Now that you’ve seen etwfe in action, let’s circle back to what the package is doing under the hood. This section isn’t necessary for you to use any of the functions; feel free to skip it. But a review of the internal details should help you to optimize for different scenarios and also give you an understanding of etwfe’s default choices.

Manual implementation

As I keep reiterating, the Wooldridge ETWFE approach basically involves saturating the regression with interaction effects. You can easily grab the formula of an estimated model to see for yourself.

mod$fml_all
#> $linear
#> lemp ~ .Dtreat:i(first.treat, i.year, ref = 0, ref2 = 2003)/lpop_dm
#> <environment: 0x55e7988c1388>
#> 
#> $fixef
#> ~first.treat + first.treat[[lpop]] + year + year[[lpop]]

At this point, however, you may notice a few things. The first is that our formula references several variables that aren’t in the original dataset. An obvious one is the .Dtreat treatment dummy. A more subtle one is lpop_dm, which is the demeaned (i.e., group-centered) version of our lpop control variable. All (time-invariant) control variables have to be demeaned before they are interacted in the ETWFE setting. Here’s how you could have constructed the dataset ahead of time and estimated the ETWFE regression manually:

# First construct the dataset
mpdta2 = mpdta |>
  transform(
    .Dtreat = year >= first.treat & first.treat != 0,
    lpop_dm = ave(lpop, first.treat, year, FUN = \(x) x - mean(x, na.rm = TRUE))
  )

# Then estimate the manual version of etwfe
mod2 = fixest::feols(
  lemp ~ .Dtreat:i(first.treat, i.year, ref = 0, ref2 = 2003) / lpop_dm |
    first.treat[lpop] + year[lpop],
  data = mpdta2,
  vcov = ~countyreal
)

We can confirm that the manual approach yields the same output as our original etwfe regression.

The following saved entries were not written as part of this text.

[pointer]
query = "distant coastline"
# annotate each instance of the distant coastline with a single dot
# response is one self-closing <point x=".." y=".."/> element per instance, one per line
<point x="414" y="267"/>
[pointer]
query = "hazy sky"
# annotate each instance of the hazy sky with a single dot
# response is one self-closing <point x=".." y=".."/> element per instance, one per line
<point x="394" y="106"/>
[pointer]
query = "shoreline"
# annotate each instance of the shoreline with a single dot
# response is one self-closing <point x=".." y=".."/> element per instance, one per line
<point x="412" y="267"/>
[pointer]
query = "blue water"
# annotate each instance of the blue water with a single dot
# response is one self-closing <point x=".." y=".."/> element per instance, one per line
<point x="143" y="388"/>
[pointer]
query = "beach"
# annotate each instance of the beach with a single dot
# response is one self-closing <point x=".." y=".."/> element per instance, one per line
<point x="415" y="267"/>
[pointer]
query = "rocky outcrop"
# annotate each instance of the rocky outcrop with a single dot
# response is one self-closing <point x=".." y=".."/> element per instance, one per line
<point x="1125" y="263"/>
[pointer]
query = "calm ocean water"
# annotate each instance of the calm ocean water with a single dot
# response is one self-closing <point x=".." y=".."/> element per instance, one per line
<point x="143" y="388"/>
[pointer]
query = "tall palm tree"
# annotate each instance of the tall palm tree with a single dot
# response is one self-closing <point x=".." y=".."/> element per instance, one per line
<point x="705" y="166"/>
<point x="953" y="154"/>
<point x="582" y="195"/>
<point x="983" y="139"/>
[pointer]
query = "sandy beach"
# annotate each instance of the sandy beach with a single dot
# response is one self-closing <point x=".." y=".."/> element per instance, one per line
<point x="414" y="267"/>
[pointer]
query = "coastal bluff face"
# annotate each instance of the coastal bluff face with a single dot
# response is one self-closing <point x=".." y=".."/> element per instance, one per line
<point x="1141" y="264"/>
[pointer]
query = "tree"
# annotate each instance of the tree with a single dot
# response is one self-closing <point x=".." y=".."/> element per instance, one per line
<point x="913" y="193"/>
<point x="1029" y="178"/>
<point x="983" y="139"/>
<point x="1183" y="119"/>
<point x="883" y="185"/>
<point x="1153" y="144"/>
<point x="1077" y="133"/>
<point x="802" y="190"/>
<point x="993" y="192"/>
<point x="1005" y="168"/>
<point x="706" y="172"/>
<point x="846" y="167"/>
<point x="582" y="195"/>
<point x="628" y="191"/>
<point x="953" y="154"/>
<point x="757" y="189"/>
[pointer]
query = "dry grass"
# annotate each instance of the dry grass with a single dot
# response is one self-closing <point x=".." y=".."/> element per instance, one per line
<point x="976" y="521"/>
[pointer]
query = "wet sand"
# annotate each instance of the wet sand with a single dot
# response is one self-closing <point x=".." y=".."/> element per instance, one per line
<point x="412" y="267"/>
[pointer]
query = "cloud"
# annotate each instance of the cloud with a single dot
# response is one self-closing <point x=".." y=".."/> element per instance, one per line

I’ll use modelsummary to do that here, since I’ve already loaded it above.4.

modelsummary(
  list("etwfe" = mod, "manual" = mod2),
  gof_map = NA # drop all goodness-of-fit info for brevity
)
etwfe manual
.Dtreat × first.treat = 2004 × year = 2004 −0.021 −0.021
(0.022) (0.022)
.Dtreat × first.treat = 2004 × year = 2005 −0.082 −0.082
(0.027) (0.027)
.Dtreat × first.treat = 2004 × year = 2006 −0.138 −0.138
(0.031) (0.031)
.Dtreat × first.treat = 2004 × year = 2007 −0.110 −0.110
(0.032) (0.032)
.Dtreat × first.treat = 2006 × year = 2006 0.003 0.003
(0.019) (0.019)
.Dtreat × first.treat = 2006 × year = 2007 −0.045 −0.045
(0.022) (0.022)
.Dtreat × first.treat = 2007 × year = 2007 −0.046 −0.046
(0.018) (0.018)
.Dtreat × first.treat = 2004 × year = 2004 × lpop_dm 0.005 0.005
(0.018) (0.018)
.Dtreat × first.treat = 2004 × year = 2005 × lpop_dm 0.025 0.025
(0.018) (0.018)
.Dtreat × first.treat = 2004 × year = 2006 × lpop_dm 0.051 0.051
(0.021) (0.021)
.Dtreat × first.treat = 2004 × year = 2007 × lpop_dm 0.011 0.011
(0.027) (0.027)
.Dtreat × first.treat = 2006 × year = 2006 × lpop_dm 0.039 0.039
(0.016) (0.016)
.Dtreat × first.treat = 2006 × year = 2007 × lpop_dm 0.038 0.038
(0.022) (0.022)
.Dtreat × first.treat = 2007 × year = 2007 × lpop_dm −0.020 −0.020
(0.016) (0.016)

Regarding fixed effects

Let’s switch gears and talk about fixed effects quickly. If you are a regular fixest user, you may have noticed that we’ve been invoking its varying slopes syntax in the fixed effect slot (i.e., first.treat[lpop] and year[lpop]). The reason for this is part practical, part philosophical. From a practical perspective, factor_var[numeric_var] is equivalent to base R’s factor_var/numeric_var “nesting” syntax but is much faster for high-dimensional factors.5 From a philosophical perspective, etwfe tries to limit the amount of extraneous information that it reports to users. Most of the interaction effects in the ETWFE framework are just acting as controls. By relegating them to the fixed effects slot, we can avoid polluting the user’s console with a host of extra coefficients. Nonetheless, we can control this behaviour with the fe (“fixed effects”) argument. Consider the following options and their manual equivalents.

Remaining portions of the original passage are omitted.